President Obama and House Speaker John Boehner, R-Ohio, took their offices with the promise of reconciliation and productivity. Instead, the government of the most powerful nation on earth is about to run out of money and shut down, putting thousands out of work and shutting down everything from military pay to the National Zoo.
How did it-this incompetence-get this bad? After all, the fight over about $7 billion in differences in this year's budget is about 0.2 percent of the $3.5 trillion federal budget. It's like a family making $100,000 falling apart over $200. And then there's the fighting over intractable issues like abortion, as if either party was about to renounce long-held philosophies and faiths.

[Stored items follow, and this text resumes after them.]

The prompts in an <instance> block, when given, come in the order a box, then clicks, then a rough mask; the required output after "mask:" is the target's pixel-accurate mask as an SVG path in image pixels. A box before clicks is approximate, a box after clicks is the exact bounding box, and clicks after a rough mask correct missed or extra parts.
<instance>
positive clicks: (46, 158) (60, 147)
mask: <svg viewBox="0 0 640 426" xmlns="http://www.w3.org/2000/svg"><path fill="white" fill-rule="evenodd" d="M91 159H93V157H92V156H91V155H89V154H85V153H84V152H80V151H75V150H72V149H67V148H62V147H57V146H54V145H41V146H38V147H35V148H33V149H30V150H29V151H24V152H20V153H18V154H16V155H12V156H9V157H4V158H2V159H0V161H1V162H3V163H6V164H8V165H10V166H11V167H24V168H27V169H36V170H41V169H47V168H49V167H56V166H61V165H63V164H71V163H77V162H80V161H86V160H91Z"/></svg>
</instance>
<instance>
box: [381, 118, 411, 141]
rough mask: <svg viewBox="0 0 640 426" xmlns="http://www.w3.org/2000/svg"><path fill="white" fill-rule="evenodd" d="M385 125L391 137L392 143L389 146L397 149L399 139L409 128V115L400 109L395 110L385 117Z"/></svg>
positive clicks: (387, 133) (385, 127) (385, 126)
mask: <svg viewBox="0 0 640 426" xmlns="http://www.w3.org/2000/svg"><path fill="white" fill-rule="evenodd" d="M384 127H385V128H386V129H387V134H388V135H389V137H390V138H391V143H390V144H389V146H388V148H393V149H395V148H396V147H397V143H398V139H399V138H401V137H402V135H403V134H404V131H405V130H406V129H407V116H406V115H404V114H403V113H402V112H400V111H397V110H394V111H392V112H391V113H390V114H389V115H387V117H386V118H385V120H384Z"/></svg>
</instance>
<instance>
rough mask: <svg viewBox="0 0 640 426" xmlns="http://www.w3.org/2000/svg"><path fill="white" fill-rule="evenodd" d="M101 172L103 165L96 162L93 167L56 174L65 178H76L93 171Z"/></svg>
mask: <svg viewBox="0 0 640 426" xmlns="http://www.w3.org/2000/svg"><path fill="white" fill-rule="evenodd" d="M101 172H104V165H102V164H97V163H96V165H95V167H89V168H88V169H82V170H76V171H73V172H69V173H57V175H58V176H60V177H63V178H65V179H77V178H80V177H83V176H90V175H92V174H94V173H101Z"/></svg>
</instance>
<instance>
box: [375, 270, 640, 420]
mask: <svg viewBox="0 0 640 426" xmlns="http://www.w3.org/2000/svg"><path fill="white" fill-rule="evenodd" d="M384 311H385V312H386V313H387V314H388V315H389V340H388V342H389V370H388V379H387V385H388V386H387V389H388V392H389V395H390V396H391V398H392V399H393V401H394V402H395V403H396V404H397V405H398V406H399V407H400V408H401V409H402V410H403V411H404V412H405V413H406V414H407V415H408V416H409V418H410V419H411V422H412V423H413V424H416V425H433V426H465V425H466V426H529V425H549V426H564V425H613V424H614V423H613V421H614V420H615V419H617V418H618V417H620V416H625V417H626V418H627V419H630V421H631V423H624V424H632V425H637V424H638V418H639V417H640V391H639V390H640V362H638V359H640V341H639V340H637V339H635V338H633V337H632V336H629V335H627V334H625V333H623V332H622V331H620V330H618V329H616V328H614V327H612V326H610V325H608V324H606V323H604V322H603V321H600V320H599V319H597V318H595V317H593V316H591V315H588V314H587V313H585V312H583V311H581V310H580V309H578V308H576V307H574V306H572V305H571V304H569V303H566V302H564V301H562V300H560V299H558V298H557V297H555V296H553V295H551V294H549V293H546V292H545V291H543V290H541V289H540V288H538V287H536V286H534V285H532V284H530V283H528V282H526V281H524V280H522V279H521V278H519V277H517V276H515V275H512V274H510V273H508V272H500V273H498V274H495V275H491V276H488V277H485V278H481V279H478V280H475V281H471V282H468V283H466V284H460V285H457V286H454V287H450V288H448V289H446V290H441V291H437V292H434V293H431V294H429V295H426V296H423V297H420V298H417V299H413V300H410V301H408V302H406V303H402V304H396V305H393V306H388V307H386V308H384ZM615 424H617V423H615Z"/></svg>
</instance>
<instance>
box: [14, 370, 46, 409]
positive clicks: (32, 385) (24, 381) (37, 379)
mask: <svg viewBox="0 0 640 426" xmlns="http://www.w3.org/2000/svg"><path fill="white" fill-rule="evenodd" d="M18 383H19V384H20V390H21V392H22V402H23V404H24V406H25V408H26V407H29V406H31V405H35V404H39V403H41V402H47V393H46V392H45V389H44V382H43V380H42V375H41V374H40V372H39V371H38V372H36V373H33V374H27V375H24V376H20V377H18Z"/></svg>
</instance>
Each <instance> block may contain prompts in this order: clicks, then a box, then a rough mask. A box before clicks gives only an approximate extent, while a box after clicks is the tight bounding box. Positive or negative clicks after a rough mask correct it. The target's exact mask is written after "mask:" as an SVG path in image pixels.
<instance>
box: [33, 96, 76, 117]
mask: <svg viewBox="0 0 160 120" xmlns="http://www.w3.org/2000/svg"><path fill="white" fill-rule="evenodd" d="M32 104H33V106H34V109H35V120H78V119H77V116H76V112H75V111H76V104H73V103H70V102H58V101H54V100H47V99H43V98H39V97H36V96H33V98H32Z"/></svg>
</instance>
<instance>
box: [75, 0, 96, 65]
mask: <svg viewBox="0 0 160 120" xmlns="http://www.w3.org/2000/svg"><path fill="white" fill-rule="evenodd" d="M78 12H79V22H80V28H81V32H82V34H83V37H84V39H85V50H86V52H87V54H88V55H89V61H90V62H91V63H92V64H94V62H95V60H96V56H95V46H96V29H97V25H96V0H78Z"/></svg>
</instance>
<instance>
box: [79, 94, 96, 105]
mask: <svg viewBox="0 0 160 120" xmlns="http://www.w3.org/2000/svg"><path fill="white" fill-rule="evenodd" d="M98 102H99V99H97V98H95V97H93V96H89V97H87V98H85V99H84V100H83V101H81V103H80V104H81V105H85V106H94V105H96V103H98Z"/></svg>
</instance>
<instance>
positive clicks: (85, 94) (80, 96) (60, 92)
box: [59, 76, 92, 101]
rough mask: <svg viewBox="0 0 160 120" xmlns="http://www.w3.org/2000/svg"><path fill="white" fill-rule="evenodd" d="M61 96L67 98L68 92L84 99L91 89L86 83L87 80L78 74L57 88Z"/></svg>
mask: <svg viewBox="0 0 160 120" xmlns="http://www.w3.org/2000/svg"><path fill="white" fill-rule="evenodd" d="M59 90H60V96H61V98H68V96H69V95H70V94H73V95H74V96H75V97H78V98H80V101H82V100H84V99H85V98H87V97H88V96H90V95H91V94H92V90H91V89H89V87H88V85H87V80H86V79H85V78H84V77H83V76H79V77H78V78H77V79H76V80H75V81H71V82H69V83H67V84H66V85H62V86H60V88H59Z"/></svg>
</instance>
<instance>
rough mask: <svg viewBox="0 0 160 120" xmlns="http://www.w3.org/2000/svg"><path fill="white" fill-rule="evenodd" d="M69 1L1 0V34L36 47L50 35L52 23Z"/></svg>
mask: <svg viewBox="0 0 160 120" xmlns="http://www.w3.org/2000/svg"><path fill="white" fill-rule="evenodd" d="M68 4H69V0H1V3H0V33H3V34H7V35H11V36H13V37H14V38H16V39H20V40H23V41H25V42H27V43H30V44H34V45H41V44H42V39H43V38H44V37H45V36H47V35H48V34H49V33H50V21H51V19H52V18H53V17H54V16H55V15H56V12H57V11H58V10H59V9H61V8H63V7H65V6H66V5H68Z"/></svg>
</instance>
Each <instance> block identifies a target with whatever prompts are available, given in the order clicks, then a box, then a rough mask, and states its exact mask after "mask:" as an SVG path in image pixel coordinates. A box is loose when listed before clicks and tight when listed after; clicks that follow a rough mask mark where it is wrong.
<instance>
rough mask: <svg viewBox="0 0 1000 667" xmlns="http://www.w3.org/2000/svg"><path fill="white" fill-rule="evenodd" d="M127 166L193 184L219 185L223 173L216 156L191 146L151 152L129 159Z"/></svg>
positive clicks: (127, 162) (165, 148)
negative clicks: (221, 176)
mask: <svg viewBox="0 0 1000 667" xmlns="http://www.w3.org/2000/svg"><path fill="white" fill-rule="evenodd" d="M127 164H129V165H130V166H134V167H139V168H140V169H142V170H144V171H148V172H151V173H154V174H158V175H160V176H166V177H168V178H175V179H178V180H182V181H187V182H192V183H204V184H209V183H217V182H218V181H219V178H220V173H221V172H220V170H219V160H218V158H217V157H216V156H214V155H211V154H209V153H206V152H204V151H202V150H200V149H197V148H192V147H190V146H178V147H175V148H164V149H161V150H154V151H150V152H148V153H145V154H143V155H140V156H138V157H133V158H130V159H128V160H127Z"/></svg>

One can't blame Obama and Boehner entirely. After all, Washington's growing partisanship has been years in the making. House districts are more partisan than ever. Few have incentive to compromise.
The shutdown of the '90s redounded to Bill Clinton's benefit but there's no guarantee that a Democratic president will benefit this time. Boehner is not a quasi prime minister like Newt Gingrich was, recognizable to all Americans. Obama is the face of the government and now it's less about hope than stalemate. It may not be the commander in chief's fault, but it's surely his burden now.
For his part, Boehner, who rose in the House as a deal maker, a hard-core conservative who nevertheless knew how to keep things moving, now seems increasingly strapped by the raucous tea partiers who propelled him into the speaker's chair. It's hard to see how he could do anything but play brinkmanship until the last minute.
And the last minute is almost where we are. As Obama said when he raced to the microphones after Thursday night's negotiations, the machinery of shutdown has begun. The BlackBerrys are about to be turned off. The passports won't be issued. The tax returns won't come. Those Americans who disdain government in the abstract are about to have their contempt put to the test. Of course, Congress and the president will continue to be paid.
It could well be that a deal is achieved at the last minute or that the shutdown, should it befall the capital, lasts only a few hours or constitutes a lost weekend.
But the damage has been done to both parties and to both Obama and Boehner. Neither's ability to get things done will ever be accepted at face value again. Their capacities as leaders has been tried and found wanting. That doesn't mean that neither won't rebound in popularity. But Americans' faith in authority, in institutions, has been dealt a blow. The financial crisis was built, in part, on financial institutions that relied on overnight funding to finance their casino-like gamble on ever-rising housing prices. Now the White House and the Hill have played a similar game of chicken. But unlike Americans who save their taxes for the last minute, this time procrastination and pathology have real-life consequences for an Ohioan and a Hawaiian -- and for the rest of us too.